The mayor was silent, depressed.
“What I’m saying,” the governor said, “is that our brand-new shining beautiful World Tower isn’t a sign of progress at all; it’s a sign of retrogression, just another dinosaur stable.” He finished his cognac and sighed. “So let’s go down to it and tell everybody that the building we dedicate today is a symbol of the future, man’s hope, the greatest thing that has come along since the wheel.” He stood up wearily. “What the hell else can we say?”
8
Assistant Fire Commissioner Timothy O’Reilly Brown was tall, redheaded, and intense, with a low boiling point. He did not know Nat, but he knew Ben Caldwell by soaring reputation, and if there was anyone in the entire city who did not know of the World Tower building, Tim Brown had no idea who it might be, so he was not on entirely unknown ground. Nevertheless, “What you’re telling me.” he told Nat now, “is a purely internal matter. I’ve no desire to mix into it. You and Bert McGraw and the owners can straighten it out between you.”
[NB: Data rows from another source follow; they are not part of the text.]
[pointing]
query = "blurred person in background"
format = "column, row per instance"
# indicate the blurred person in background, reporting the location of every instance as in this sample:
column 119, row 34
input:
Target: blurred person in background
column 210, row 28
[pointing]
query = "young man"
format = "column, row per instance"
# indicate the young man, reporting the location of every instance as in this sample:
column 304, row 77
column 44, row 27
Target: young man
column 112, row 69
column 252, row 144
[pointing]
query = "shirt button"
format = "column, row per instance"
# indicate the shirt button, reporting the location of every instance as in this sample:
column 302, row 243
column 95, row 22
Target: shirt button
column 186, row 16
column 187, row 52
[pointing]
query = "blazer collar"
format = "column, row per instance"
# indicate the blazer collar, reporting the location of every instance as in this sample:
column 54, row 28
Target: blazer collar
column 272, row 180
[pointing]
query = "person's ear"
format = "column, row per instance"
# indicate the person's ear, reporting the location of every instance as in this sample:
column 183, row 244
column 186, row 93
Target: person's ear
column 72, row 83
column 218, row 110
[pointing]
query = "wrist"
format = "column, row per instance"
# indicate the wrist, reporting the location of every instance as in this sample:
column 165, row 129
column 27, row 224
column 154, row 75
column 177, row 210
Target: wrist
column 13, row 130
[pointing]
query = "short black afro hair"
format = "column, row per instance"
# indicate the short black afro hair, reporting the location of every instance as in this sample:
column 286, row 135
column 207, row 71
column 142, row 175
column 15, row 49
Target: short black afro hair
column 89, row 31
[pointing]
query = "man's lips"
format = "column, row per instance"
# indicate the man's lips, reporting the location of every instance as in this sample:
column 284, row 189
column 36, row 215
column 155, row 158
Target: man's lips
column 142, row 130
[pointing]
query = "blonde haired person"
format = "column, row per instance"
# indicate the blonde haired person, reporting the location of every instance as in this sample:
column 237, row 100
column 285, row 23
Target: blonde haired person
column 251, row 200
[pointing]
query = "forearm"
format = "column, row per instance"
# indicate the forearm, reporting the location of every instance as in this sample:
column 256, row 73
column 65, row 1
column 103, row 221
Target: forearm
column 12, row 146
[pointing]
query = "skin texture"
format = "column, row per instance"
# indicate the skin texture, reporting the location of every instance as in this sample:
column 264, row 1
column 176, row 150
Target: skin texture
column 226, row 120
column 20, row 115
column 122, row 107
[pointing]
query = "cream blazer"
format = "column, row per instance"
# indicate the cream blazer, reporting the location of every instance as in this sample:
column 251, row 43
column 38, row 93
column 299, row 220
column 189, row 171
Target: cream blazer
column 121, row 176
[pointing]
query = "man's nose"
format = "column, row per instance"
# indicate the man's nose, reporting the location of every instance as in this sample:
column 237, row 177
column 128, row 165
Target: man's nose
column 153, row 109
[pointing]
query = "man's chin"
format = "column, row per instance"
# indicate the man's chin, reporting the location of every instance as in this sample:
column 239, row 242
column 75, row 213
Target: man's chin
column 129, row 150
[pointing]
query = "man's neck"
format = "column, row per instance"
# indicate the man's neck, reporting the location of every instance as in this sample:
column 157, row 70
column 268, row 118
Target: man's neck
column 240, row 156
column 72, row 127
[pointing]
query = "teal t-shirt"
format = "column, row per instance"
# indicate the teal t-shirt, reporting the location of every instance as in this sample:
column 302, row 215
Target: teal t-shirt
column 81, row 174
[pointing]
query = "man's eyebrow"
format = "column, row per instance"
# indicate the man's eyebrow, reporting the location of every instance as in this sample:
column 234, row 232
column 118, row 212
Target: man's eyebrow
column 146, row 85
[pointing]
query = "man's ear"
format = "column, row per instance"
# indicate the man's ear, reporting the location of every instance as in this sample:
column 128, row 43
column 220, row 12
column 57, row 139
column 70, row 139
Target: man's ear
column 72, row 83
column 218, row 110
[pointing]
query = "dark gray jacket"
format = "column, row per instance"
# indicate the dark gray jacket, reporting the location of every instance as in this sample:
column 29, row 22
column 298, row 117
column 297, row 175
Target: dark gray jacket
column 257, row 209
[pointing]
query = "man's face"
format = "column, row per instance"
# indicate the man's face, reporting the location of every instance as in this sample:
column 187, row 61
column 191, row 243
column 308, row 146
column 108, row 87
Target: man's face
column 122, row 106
“You know better than I do, of course,” Nat said, “but aren’t fire regulations sometimes relaxed or maybe overlooked when a special event has to go through on schedule?” He was being as tactful as he knew how. It was uphill work.
“No.”
“Never?”
“You heard me.”
Tact be damned. “That,” Nat said, “is horseshit, and you know it. Most firemen, fire inspectors, are honest, just as most cops and building inspectors and most contractors are honest and most mistakes that are made are honest mistakes.” He paused. “But some aren’t, and you know that too.”
Tim Brown said, “The door is right behind you. I don’t know what kind of shenanigans you’re trying to pull, but I’m not even going to listen to the pitch. Out.” Nat made no move. “Suppose,” he said, “just suppose—”
“I said out!”
“I don’t think you’re big enough to put me out,” Nat said, “and think of the stink there’d be if you tried and something did happen at the Tower building.” He paused. “It would look like Assistant Commissioner Brown had his fingers into something, wouldn’t it? Or don’t you even care about that?”
Tim Brown had half-risen in his chair. He sat down now. The nightmare of every public official, of course, was the possibility of merely being accused of misprision whether innocent or not. He hesitated.
“I’m not accusing anybody,” Nat said. “I’m not hankering for a slander suit. But what I am saying is that apparently changes in electrical design have been made, and maybe those changes reduce or even eliminate the designed safety factors, and if certain leniencies in fire regulations were allowed in order not to stop this scheduled opening, then if anything were to happen in that building, there might be hell to pay and no pitch hot.” He leaned back in his chair. “I may be jumping at shadows. I hope I am. Then you can call me a fool and I’ll apologize for taking up your time.”